Twitter Provides New Raised Hand Emoji to Sign Questions in Areas, Expands Roll Out of Voice Results


While we await the launch of Twitter’s dedicated Spaces tab, which will increase the presence of the audio meeting room option in the app, Twitter continues to roll out new optimizations and updates to the format to improve the audio engagement experience .

Today Twitter added a new raised hand emoji feature available for Spaces Speakers, hosts and co-moderators that allow speakers to signal that they want to add something to the discussion without interrupting the chat.

As you can see in the second picture, speakers can now turn on the ‘raised hand’ that appears in their profile bubble in the top right corner of space. Unlike other reaction emojis, the raised hand does not go away and remains present until the user either turns it off or unmutes it to speak.

It’s a handy, functional addition to the Spaces process, and while it’s not a big change, each update adds a little more refinement, making it a more inclusive, engaging experience.

Additionally, Twitter says its new language change options are now available to 50% of iOS users.

Twitter first announced its Voice Transformer tools for Spaces last month, and the pool of tests will gradually expand over time.
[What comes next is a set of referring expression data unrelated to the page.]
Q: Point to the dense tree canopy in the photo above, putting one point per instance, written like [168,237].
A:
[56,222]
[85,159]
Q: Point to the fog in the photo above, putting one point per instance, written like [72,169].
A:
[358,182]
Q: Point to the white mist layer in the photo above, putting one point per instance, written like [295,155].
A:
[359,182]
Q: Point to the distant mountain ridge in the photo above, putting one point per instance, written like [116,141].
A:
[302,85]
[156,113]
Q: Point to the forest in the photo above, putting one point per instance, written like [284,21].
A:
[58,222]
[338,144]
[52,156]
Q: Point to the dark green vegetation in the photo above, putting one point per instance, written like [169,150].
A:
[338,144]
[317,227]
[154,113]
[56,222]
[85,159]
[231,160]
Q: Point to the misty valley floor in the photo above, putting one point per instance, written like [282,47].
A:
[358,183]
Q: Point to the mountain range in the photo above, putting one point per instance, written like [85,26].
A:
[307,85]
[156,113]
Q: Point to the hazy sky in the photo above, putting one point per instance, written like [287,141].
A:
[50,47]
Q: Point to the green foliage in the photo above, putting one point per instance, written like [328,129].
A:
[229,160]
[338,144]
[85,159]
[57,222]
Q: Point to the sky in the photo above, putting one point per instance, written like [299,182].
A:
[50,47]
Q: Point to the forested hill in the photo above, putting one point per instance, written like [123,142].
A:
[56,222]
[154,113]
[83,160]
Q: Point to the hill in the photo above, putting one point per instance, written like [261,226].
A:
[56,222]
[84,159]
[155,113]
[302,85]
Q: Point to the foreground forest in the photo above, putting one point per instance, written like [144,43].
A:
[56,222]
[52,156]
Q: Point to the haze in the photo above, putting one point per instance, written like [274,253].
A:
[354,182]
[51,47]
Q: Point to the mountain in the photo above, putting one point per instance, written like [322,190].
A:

The idea is that by providing more options to control your sound, people will feel more comfortable engaging with Spaces while also providing another fun, engaging option to play with the tool.
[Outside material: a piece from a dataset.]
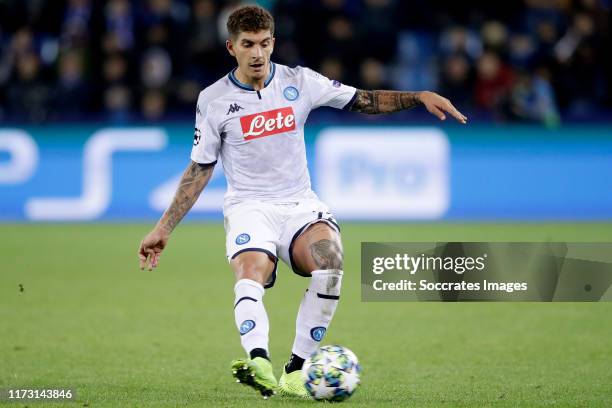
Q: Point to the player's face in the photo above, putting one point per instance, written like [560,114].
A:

Is Audio Social a real trend or a fad driven by the heightened need for social connection amid COVID lockdowns around the world?

It feels a lot like live streaming, which has been hailed by many as a potential “game changer” for social media usage, but which faded pretty quickly when everyone could use it and people realized that most of the live streams were just not very good were good quality.

Audio Social has signs of going in the same direction, with many of the early clubhouse users now ignoring the app as its exclusivity wanes and good rooms are harder to find.

That doesn’t mean Audio Social will go away completely – a lot of people are still streaming live and getting good results, and new use cases keep emerging. But the idea that it will be a more important element seems less likely over time, even as Twitter tries to double up Spaces with its own dedicated elements.

We’ll have to wait and see, but either way there may be ways to increase engagement in your online communities.